Even today, in writing this testimony, I am praising God in advance. I am awaiting a possible offer for full-time employment AS A WRITER, and am interviewing furiously because employers actively seek out the words I have to offer. I had a speaking engagement last week, and look forward to encouraging other women to share their words and offer up their stories. There’s one more thing. I just submitted a piece for consideration to the New York Times Opinion section on life and career re-invention, faith and gratitude. It is the single biggest leap of faith I have ever taken as a writer. It will be awesome, marvelous, and glorious if it gets published. It is awesome, marvelous, and all Glory and Honor-attributable to God that I did it at all. It’s harvest time.
According to one biblical commentary, Habakkuk teaches us that those “who, when full, enjoyed God in all, when emptied and poor, can enjoy all in God. They can sit down upon the heap of the ruins of their creature-comforts, and even then praise the Lord, as the God of their salvation (from www.christianity.com).

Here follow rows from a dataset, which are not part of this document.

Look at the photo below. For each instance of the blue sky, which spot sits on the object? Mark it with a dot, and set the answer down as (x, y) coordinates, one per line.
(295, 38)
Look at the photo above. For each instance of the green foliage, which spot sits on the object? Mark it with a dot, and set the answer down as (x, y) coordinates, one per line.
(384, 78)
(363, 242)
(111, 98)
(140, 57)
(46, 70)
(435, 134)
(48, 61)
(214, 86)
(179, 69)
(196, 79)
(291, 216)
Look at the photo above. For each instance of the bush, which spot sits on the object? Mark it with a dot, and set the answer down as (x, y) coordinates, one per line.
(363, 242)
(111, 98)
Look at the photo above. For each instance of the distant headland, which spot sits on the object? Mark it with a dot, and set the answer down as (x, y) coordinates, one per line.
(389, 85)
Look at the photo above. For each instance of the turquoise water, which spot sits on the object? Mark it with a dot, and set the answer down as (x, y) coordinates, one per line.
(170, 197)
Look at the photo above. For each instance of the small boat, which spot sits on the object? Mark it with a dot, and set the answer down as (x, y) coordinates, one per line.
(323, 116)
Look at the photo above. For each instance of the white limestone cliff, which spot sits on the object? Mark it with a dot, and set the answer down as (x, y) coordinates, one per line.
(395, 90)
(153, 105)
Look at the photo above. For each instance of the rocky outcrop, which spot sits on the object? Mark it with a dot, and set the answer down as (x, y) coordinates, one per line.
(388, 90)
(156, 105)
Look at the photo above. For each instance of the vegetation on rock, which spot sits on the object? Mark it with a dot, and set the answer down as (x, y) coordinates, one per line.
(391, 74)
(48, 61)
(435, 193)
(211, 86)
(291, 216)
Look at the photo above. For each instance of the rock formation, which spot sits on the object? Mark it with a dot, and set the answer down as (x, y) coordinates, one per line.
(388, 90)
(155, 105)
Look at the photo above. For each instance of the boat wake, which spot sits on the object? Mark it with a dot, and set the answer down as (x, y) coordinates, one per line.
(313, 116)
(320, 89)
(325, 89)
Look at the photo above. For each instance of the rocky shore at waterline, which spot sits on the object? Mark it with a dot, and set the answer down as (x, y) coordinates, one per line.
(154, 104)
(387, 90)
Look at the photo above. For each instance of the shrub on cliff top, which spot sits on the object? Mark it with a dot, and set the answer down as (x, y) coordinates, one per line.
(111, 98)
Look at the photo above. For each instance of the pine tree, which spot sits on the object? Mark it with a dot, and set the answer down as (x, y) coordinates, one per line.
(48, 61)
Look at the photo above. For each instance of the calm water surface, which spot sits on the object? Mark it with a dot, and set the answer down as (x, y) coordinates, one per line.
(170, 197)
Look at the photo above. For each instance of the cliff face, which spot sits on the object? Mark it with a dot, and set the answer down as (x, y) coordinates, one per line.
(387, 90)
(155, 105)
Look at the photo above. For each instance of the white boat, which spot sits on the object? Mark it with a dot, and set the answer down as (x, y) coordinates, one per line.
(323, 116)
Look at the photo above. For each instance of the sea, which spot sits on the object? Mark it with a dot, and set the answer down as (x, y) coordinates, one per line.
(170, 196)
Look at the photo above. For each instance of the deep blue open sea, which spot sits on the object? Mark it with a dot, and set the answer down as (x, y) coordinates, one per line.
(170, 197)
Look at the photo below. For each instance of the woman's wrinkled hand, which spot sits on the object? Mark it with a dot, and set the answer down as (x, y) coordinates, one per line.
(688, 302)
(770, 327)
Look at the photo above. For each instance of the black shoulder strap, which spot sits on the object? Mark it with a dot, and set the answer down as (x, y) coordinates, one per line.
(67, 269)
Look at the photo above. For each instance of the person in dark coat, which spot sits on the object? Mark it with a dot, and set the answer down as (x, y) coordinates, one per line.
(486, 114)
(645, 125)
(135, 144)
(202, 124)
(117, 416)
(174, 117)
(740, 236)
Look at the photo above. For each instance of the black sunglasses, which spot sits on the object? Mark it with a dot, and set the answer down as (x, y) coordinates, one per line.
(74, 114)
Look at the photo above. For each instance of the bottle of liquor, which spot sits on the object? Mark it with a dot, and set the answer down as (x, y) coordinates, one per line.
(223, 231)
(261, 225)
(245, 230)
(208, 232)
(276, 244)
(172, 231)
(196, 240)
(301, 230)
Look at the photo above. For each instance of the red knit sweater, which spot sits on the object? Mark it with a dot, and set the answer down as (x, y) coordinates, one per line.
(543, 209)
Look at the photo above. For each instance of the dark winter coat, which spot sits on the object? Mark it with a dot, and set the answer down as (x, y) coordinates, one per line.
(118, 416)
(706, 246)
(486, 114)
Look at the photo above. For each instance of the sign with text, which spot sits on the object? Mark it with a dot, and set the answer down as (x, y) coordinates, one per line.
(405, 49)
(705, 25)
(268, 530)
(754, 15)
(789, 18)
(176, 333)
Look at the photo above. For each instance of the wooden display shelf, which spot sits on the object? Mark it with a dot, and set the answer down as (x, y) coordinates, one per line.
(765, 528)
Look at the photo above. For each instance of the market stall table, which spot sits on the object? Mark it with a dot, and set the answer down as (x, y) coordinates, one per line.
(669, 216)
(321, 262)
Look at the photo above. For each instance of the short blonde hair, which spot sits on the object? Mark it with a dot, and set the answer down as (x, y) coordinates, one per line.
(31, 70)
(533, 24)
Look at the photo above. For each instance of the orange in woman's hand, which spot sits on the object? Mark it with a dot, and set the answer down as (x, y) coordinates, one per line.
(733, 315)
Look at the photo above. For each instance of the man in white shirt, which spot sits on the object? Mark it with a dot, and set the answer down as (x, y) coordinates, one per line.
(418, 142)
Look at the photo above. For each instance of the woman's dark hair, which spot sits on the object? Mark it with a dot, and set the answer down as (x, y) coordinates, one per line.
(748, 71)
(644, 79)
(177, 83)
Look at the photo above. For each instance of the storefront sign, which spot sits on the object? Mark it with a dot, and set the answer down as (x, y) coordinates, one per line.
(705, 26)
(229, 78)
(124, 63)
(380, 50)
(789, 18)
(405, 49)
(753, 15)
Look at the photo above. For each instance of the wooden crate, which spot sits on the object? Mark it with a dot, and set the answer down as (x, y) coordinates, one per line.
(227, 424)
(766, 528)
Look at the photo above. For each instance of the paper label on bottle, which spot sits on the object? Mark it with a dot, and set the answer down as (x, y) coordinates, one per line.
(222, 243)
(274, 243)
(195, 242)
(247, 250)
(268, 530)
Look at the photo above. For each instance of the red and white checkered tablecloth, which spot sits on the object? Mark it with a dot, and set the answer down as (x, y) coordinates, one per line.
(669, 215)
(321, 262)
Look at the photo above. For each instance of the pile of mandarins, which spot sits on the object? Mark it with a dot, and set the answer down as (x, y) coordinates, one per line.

I wish I could honestly say that I was always joyful in my praise, and that I was always content in my state, but that would be untrue. My praise was often grudging, petulant, false and half-hearted. Thank God for Grace. According to Pastor and author John Piper, “Grace is the pleasure of God to magnify the worth of God by giving sinners the right and power to delight in God without obscuring the glory of God.” Over the last 10 years, I’ve benefited from more than my fair share. You know what I learned about fig trees? The roots are tenacious, even invasive. They do not give up. There’s a testimony there.
I can’t know where you are in your dreaming journey now, but I can testify to you from a little way down the road. I know what it is to feel defeated. I remember the sting of discouragement. I can still taste the bitterness of another failed attempt and another closed door. That is when we are closest to God, and closest to our own harvests.
He is always waiting for us to be completely broken, yielded, surrendered, and available to grow in the ways He always intended. We are already triumphant, even though our victories may look nothing like the happy endings or dreams we imagined.
Surrender and trust Him, because His plans are better, and I am grateful. I’m learning to stay out of the way, praising Him in advance, knowing while this dream has been achieved, there is so much more in God’s Plan for me, for us all.
What’s your dream? I’d love to hear it.